The CWU has been successful in ensuring that a number of members facing retrenchment as a result of the recent Enterprise Services reorganisation have been successful in finding roles in the new structure.
As reported in E-bulletin #10, that reorganisation involved a spill-and-fill exercise that finally resulted in some 90 employees being selected for retrenchment despite only 55 roles having been notified as being redundant. At the end of the selection process, roles were actually left vacant and were subsequently advertised both inside and outside the company.
There are many questions to be asked about this exercise and the CWU was prepared to explore these in the Fair Work Commission (FWC). We notified a dispute on Thursday 22 June.
Our immediate objective though was always to help those members who wanted to continue working in this area to secure a job, whether or not they had applied for it during the spill-and-fill.
We were able to achieve this without the assistance of FWC for all but one of those members we were aware of as being in this situation, other than a number whose jobs were declared redundant as a result of centralisation.

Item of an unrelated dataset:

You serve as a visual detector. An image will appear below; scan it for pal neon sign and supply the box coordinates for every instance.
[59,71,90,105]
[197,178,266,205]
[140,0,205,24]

In the longer term, the CWU and other Telstra unions will be ensuring that there is no repeat of a process that led to almost twice as many employees being retrenched as there were roles redundant.
It is rare for Telstra not to be able to find sufficient volunteers when redundancies are proposed. That is no surprise, given the age profile of the workforce, the significant redundancy payout available and the deterioration of the work environment experienced by many employees. There would probably be a flood of volunteers if the gates were fully opened to anyone who wanted to leave.
But those would not be genuine redundancies.
It is roles, not people, which become redundant. The redundancy provisions of the Enterprise Agreement are not designed to allow Telstra to “select” more people for retrenchment than there are positions redundant i.e. to purge and “refresh” its workforce under the guise of functional redundancy.